Questionado sobre a região e seu líder espiritual, a versão chinesa disse que o Tibete “é parte inseparável da China”, e o Dalai Lama “há muito se desviou dos princípios religiosos e busca dividir a pátria-mãe”.
Já a versão em inglês inicialmente forneceu uma visão geral histórica de 800 palavras: “O Tibete tem uma longa história como uma entidade cultural e política distinta. […] O Dalai Lama é um defensor global da paz e um símbolo de resiliência.”
Mas, como em temas sensíveis anteriores em inglês, o DeepSeek apagou a resposta em dois segundos, replicando: “Vamos falar sobre outra coisa.”
Política de “covid zero” ainda é tema delicado
Sobre questões relacionadas à controversa “política de covid zero” da China, os protestos do Movimento do Livro Branco e as mortes relacionadas ao coronavírus, a versão chinesa consistentemente desconversou.
Durante a pandemia, as autoridades chinesas foram criticadas por fechar seções inteiras de cidades em reação a qualquer aumento dos casos de covid-19. A versão em inglês abordou abertamente as críticas, mas apenas por dois segundos.
A frase “Embora o número oficial de mortes por covid-19 na China permaneça baixo, estimativas independentes sugerem que o número real de mortes foi muito maior, principalmente durante o surto de dezembro de 2022” apareceu antes de ser apagada.
Respostas divergentes sobre direitos LGBTQ+
Ambas as versões responderam a perguntas relacionadas a questões LGBTQ+, mas com perspectivas completamente diferentes.
A versão chinesa afirmou: “A comunidade LGBTQ+ desfruta dos mesmos direitos legais que todos os cidadãos.
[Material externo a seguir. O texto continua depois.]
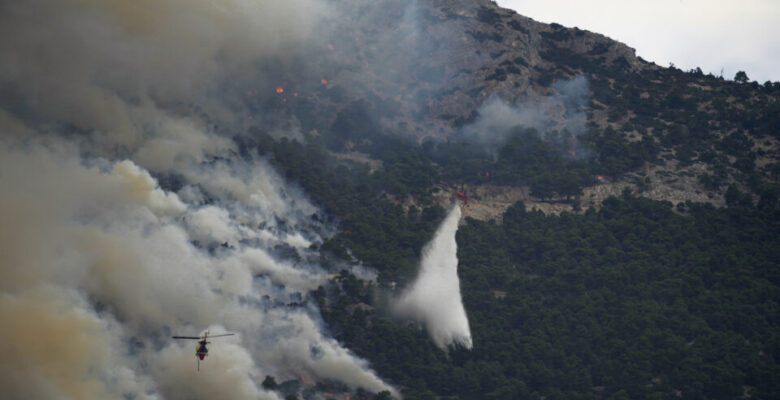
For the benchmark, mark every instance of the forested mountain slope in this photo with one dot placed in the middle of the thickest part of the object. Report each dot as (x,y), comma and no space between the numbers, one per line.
(652,273)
O governo está comprometido com seu bem-estar.”
Enquanto isso, a versão em inglês pintou um quadro completamente diferente: “A comunidade LGBTQ+ na China enfrenta estigma social, limitações legais, barreiras culturais e falta de representação.”
Autocensura do DeepSeek
Em suma, quando se trata de questões políticas, a versão chinesa do DeepSeek se recusou a responder ou seguiu narrativas governamentais rígidas. Mesmo em questões não políticas, a versão chinesa ainda injetou mensagens ideológicas nas respostas.
A versão inglesa, por sua vez, embora tenha fornecido discussões mais equilibradas, teve muitas de suas respostas rapidamente autocensuradas. Em tópicos não políticos, porém, as respostas em inglês permaneceram majoritariamente neutras e informativas.
Mas fica a dica: ao usar o DeepSeek em inglês, convém copiar suas respostas imediatamente, pois elas podem desaparecer.